Nvwa ("v" is pronounced like the French "u") is one of the most ancient Chinese goddesses. She was said to have created human beings, and, when the evil god Gong-gong crashed himself upon one of the pillars that supported the sky and made a hole in it, she mended the sky with five-coloured stones.
I thought of the name Nvwa by analogy with Loki. Since it is so small a project and it contains utilities instead of a complete framework, I think "stones" a good metaphor.
Nvwa versions prior to 1.0 did not use a namespace. It looked to me
overkill to use a namespace in such a small project. However, having
had more project experience and seen more good examples, I changed my
mind. All nvwa functions and global variables were moved into the
namespace nvwa
.
The changes do not mean anything to new users. You just need to follow
the modern C++ way. You should add the root directory of this project
to your include directory (there should be a nvwa directory inside it
with the source files). To include the header file, use
#include <nvwa/...>
.
A brief introduction follows. Check the Doxygen documentation for more (technical) details.
aligned_memory.cpp
aligned_memory.h
Two function for cross-platform aligned memory allocation and
deallocation. This is a thin layer, and it is needed only because the
C++17/C11 aligned_alloc
pairs with free
, which does not work on
Microsoft Windows.
bool_array.cpp
bool_array.h
A replacement of std::vector<bool>
. I wrote it before I knew of
vector<bool>
, or I might not have written it at all. However, it is
faster than many vector<bool>
implementations (your mileage may vary),
and it has members like at
, set
, reset
, flip
, and count
. I
personally find count
very useful.
c++_features.h
Detection macros for certain modern C++ features that might be of interest to code/library writers. I have used existing online resources, and I have tested them on popular platforms and compilers that I have access to (Windows, Linux, and macOS; MSVC, GCC, and Clang), but of course not all versions or all combinations.
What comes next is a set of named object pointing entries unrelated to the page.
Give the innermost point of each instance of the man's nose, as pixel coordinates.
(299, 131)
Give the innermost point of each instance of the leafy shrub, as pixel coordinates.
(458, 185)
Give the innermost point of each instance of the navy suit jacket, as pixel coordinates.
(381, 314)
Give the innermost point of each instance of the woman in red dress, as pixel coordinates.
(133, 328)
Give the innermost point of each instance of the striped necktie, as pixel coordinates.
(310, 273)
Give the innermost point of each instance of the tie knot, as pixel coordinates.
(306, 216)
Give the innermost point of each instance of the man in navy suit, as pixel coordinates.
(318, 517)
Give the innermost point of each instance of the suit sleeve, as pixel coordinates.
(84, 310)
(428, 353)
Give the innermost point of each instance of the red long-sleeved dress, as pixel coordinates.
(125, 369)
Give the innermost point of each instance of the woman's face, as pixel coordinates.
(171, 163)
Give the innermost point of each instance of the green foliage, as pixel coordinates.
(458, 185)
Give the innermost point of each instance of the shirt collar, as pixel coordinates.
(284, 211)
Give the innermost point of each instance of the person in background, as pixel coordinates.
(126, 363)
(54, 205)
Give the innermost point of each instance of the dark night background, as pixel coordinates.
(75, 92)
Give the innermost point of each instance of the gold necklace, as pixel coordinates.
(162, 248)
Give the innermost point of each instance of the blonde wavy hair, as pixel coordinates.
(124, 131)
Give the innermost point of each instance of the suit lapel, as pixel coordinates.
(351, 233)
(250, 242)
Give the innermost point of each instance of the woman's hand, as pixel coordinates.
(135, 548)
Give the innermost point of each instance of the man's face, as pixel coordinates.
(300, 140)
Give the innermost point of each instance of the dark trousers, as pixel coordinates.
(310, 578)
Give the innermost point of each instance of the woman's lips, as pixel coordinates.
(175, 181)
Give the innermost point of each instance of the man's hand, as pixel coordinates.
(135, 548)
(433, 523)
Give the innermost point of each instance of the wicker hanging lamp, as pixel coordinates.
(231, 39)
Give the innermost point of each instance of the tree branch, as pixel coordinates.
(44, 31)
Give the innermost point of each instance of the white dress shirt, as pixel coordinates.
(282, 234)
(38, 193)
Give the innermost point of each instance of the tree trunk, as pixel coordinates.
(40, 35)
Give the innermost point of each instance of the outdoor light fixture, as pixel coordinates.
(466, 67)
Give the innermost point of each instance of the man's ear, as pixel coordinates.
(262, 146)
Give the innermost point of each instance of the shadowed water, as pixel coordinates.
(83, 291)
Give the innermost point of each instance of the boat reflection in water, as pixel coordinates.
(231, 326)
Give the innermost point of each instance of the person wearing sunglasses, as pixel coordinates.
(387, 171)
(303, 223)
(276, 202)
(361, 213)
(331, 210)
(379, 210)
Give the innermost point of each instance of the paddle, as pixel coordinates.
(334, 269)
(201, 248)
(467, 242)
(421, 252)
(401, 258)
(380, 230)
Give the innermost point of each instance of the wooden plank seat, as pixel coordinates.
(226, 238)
Patches are welcome for corrections and amendments.
class_level_lock.h
The Loki ClassLevelLockable
adapted to use the fast_mutex
layer.
One minor divergence from Loki is that the template has an additional
template parameter _RealLock
to boost the performance in non-locking
scenarios. Cf. object_level_lock.h.
cont_ptr_utils.h
Utility functors for containers of pointers adapted from Scott Meyers' Effective STL.
debug_new.cpp
debug_new.h
A cross-platform, thread-safe memory leak detector. It is a light-weight one designed only to catch unmatched pairs of new/delete. I know there are already many existing memory leak detectors, but as far as I know, free solutions are generally slow, memory-consuming, and quite complicated to use. This solution is very easy to use, and has very low space/time overheads. Just link in debug_new.cpp for leakage report, and include debug_new.h for additional file/line information. It will automatically switch on multi-threading when the appropriate option of a recognized compiler is specified. Check fast_mutex.h for more threading details.
Special support for gcc/binutils has been added to debug_new lately.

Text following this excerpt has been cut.